FDA Wants to Ease Way for Innovation

FDA Wants to Ease Way for Innovation

October 10th, 2011 // 3:21 pm @

The FDA has announced a new “blueprint” to spur biomedical innovation, which contains a plan to make it easier for drugs and devices that are considered “personalized medicine” to come to market.

FDA Commissioner Margaret Hamburg told reporters on Wednesday that the overall plan — released as part of a sweeping report on improving innovation — addresses concerns about the long-term sustainability of the medical product development pipeline.

Despite more money than ever being spent on research and development, the medical product pipeline is slowing. In 2010, the FDA had the lowest number of new product applications in its history, Hamburg said.

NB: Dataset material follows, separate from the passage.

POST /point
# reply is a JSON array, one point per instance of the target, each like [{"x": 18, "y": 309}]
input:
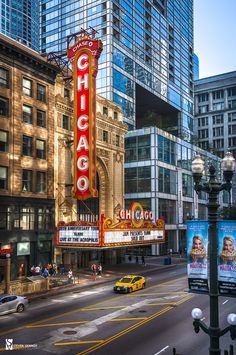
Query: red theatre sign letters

The report’s proposals stem from meetings between the FDA and leaders in the biotech, pharmaceutical and medical device, academic, and patient communities about how to improve innovation.

One proposal outlines how the agency will better support personalized medicine — the movement, launched after the sequencing of the human genome, that focuses on tailoring treatments toward the individual characteristics of each patient. The idea is to use genetic profiles to determine which patients are more likely to benefit from a drug and less likely to have serious side effects.

One example of personalized medicine is a drug called vemurafenib, which was recently approved by the FDA to treat late-stage melanoma specifically in patients whose tumors express a BRAF V600E mutation. The FDA also approved a genetic mutation test to be used with vemurafenib to determine whether the patient has that specific mutation.

The agency hopes to approve more such targeted therapies, Hamburg told reporters in a press call, but the guidelines on how personalized medicine is evaluated and approved by the FDA are underdeveloped, she said.

For instance, there aren’t specific guidelines for how personalized medicine clinical trials should be carried out, and there is no list of qualified clinical biomarkers that the agency will accept.

Another question that remains unanswered is whether a drug that contained a companion device would be under the purview of the FDA’s drug center or the device center.

The agency is developing a draft guidance outlining strategies for clinical trial design and regulatory considerations developing a novel companion diagnostic and therapy together, and it will also include how to use biomarkers in such trials, according to the report.

The agency will also hold meetings and reach out to stakeholders on how to spur more personalized medicine products, the report said.

In addition, the FDA is proposing to provide better outreach to small businesses; better use existing data to share information; and better train the “next generation of innovators,” in part through a new fellowship program already launched at the FDA.